This is the second of a 2-part discussion on the importance of love as the foundation of all we do in our efforts to promote the Gospel. If you haven’t already, I recommend reading Part 1 first.

As previously explained from 1 Corinthians 13, love must go before my speech (verse 1), my smarts (verse 2) and my spirituality (verse 2). But there’s a fourth quality, my sacrifice. Curiously, 1 Corinthians 13:3 seems to imply that one could offer sacrifice for another apart from the presence of love. How can this be? Why would anyone be willing to give up everything he owns, even offer up his “body to be burned” for someone he does not love? Does it not go without saying that such a sacrifice would “profiteth me nothing”? Unfortunately, it does not.

Sadly, many of those deeds we see which the world calls “selfless acts” are nothing of the kind.

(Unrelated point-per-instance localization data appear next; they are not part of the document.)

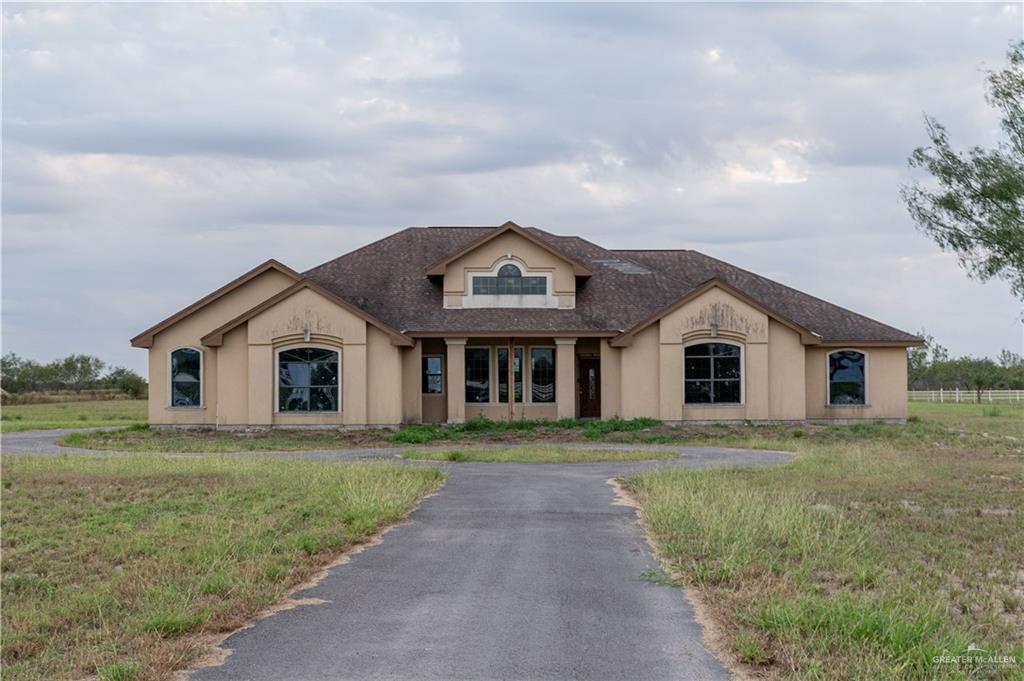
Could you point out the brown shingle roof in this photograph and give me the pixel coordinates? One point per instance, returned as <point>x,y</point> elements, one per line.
<point>387,280</point>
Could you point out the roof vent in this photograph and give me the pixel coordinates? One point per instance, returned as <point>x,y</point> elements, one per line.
<point>624,266</point>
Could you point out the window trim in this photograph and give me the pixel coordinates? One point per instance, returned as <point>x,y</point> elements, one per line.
<point>527,375</point>
<point>275,369</point>
<point>554,360</point>
<point>423,375</point>
<point>202,378</point>
<point>492,368</point>
<point>742,373</point>
<point>867,378</point>
<point>497,275</point>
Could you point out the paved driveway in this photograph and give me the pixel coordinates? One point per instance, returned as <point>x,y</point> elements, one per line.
<point>510,571</point>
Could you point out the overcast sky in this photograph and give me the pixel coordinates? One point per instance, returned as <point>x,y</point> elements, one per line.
<point>153,153</point>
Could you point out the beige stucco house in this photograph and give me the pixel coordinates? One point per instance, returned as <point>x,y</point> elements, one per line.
<point>419,327</point>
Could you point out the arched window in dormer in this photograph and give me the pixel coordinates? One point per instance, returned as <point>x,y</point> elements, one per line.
<point>847,377</point>
<point>186,377</point>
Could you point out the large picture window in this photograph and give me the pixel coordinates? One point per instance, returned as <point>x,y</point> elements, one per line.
<point>510,282</point>
<point>542,374</point>
<point>477,375</point>
<point>712,374</point>
<point>186,377</point>
<point>307,380</point>
<point>846,378</point>
<point>503,374</point>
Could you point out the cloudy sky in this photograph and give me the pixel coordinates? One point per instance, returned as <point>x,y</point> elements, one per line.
<point>153,153</point>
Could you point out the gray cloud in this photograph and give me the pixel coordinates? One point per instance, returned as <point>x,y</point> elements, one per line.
<point>153,152</point>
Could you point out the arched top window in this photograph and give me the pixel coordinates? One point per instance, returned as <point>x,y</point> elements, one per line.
<point>510,282</point>
<point>713,374</point>
<point>307,380</point>
<point>186,377</point>
<point>847,377</point>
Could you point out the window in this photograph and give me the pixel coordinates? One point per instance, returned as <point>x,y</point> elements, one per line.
<point>510,282</point>
<point>503,374</point>
<point>542,374</point>
<point>477,375</point>
<point>846,378</point>
<point>307,380</point>
<point>186,377</point>
<point>712,374</point>
<point>433,375</point>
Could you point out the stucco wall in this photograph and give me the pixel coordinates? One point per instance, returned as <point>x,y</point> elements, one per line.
<point>434,407</point>
<point>787,386</point>
<point>384,379</point>
<point>530,255</point>
<point>734,321</point>
<point>886,384</point>
<point>187,333</point>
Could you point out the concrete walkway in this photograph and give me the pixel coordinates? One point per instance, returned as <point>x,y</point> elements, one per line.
<point>510,571</point>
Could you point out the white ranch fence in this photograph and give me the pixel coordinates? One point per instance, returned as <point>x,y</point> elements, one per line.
<point>966,395</point>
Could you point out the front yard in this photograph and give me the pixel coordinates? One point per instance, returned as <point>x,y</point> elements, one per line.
<point>115,566</point>
<point>881,551</point>
<point>16,418</point>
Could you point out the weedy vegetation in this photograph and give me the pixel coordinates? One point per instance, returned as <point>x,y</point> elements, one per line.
<point>538,455</point>
<point>876,552</point>
<point>114,566</point>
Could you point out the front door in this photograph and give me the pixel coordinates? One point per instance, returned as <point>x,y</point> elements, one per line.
<point>589,387</point>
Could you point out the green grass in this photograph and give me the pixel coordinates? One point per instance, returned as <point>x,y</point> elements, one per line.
<point>536,455</point>
<point>18,418</point>
<point>993,419</point>
<point>112,566</point>
<point>143,438</point>
<point>877,549</point>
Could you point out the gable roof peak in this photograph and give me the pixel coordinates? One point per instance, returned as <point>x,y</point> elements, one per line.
<point>579,268</point>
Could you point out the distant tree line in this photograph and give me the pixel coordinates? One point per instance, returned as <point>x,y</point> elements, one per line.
<point>75,373</point>
<point>931,368</point>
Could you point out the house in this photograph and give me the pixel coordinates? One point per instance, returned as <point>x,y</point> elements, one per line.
<point>421,326</point>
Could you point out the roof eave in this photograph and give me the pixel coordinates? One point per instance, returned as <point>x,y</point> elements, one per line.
<point>438,267</point>
<point>145,338</point>
<point>216,337</point>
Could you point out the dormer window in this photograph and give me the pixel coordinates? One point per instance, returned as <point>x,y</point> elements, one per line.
<point>510,282</point>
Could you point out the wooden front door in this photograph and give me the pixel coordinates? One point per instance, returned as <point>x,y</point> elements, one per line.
<point>589,387</point>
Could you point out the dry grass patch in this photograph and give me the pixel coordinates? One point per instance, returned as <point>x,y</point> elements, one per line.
<point>878,550</point>
<point>116,566</point>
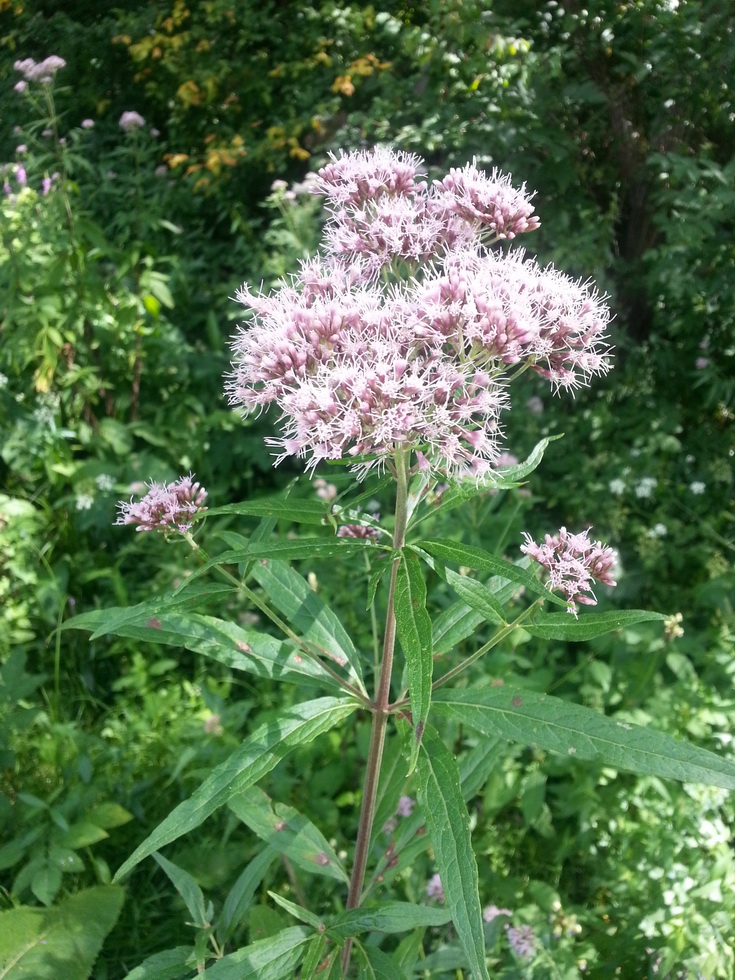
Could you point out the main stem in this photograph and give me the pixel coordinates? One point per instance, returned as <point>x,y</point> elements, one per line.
<point>379,707</point>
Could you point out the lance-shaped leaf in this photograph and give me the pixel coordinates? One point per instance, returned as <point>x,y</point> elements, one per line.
<point>274,958</point>
<point>284,508</point>
<point>414,631</point>
<point>377,965</point>
<point>477,596</point>
<point>307,614</point>
<point>562,626</point>
<point>386,917</point>
<point>572,730</point>
<point>483,561</point>
<point>227,643</point>
<point>257,755</point>
<point>505,479</point>
<point>113,620</point>
<point>448,824</point>
<point>289,832</point>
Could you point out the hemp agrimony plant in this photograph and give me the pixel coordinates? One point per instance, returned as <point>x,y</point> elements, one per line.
<point>393,353</point>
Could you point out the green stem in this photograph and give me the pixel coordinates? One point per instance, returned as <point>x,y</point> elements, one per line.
<point>380,707</point>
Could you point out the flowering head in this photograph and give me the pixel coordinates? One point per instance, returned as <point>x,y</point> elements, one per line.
<point>166,507</point>
<point>363,363</point>
<point>130,121</point>
<point>42,71</point>
<point>573,562</point>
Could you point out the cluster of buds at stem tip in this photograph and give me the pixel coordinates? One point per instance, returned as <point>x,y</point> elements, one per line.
<point>404,334</point>
<point>166,507</point>
<point>573,563</point>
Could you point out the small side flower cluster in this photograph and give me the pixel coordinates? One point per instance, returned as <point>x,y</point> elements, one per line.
<point>41,71</point>
<point>402,337</point>
<point>573,562</point>
<point>166,507</point>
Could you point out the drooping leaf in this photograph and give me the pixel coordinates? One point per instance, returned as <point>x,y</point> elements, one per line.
<point>104,621</point>
<point>483,561</point>
<point>388,917</point>
<point>172,964</point>
<point>477,596</point>
<point>257,755</point>
<point>562,626</point>
<point>289,832</point>
<point>505,479</point>
<point>61,941</point>
<point>307,613</point>
<point>188,888</point>
<point>414,631</point>
<point>284,508</point>
<point>274,958</point>
<point>297,911</point>
<point>377,965</point>
<point>448,825</point>
<point>240,896</point>
<point>572,730</point>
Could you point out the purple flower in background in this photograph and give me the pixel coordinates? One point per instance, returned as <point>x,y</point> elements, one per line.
<point>434,888</point>
<point>405,806</point>
<point>522,941</point>
<point>130,121</point>
<point>165,507</point>
<point>572,562</point>
<point>491,912</point>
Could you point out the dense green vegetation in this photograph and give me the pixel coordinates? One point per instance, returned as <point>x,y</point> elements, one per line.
<point>120,250</point>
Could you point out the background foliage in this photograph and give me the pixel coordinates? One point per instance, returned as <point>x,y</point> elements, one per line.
<point>114,296</point>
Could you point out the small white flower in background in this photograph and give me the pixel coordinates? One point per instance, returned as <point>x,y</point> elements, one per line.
<point>645,487</point>
<point>434,888</point>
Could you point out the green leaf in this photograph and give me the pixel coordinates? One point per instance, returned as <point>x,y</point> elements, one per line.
<point>189,890</point>
<point>257,755</point>
<point>448,824</point>
<point>284,508</point>
<point>307,613</point>
<point>483,561</point>
<point>377,965</point>
<point>241,895</point>
<point>505,479</point>
<point>288,831</point>
<point>414,631</point>
<point>169,965</point>
<point>297,911</point>
<point>62,941</point>
<point>112,620</point>
<point>572,730</point>
<point>388,917</point>
<point>274,958</point>
<point>562,626</point>
<point>477,596</point>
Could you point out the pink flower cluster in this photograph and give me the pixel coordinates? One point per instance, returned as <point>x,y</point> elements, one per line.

While they appear on the surface to be motivated by a profound attitude of sacrifice, they are in fact the very opposite. They stem, not from a pure heart of genuine, born again faith in Jesus Christ, but from a deceived heart that is blinded by the fraudulent vale of religion. While the heart of biblical Christianity is love “out of a pure heart, and of a good conscience, and of faith unfeigned” (or genuine), the heart of religion is sacrifice that is more about reward and self-image than it is about love.

At the core of false religion is the convincing and destructive lie that my sacrifice has the power to earn me favor with God. How many devoted and sincere religious men and women down through the ages have bestowed all their goods to feed the poor, and even given their lives, believing to the grave, with all their hearts that their sacrifice would see them to great rewards on the other side.

The truth is that I cannot sacrifice to bring the blessings of God. On the contrary, I sacrifice because I am blessed of God and because I am loved of God, and because I love like God loves. Love is “above all things”. It even covers “the multitude of sins” (1 Peter 4:8). EVERYTHING should be done with love (1 Corinthians 16:14), because love “is the bond of perfectness” (Colossians 3:14).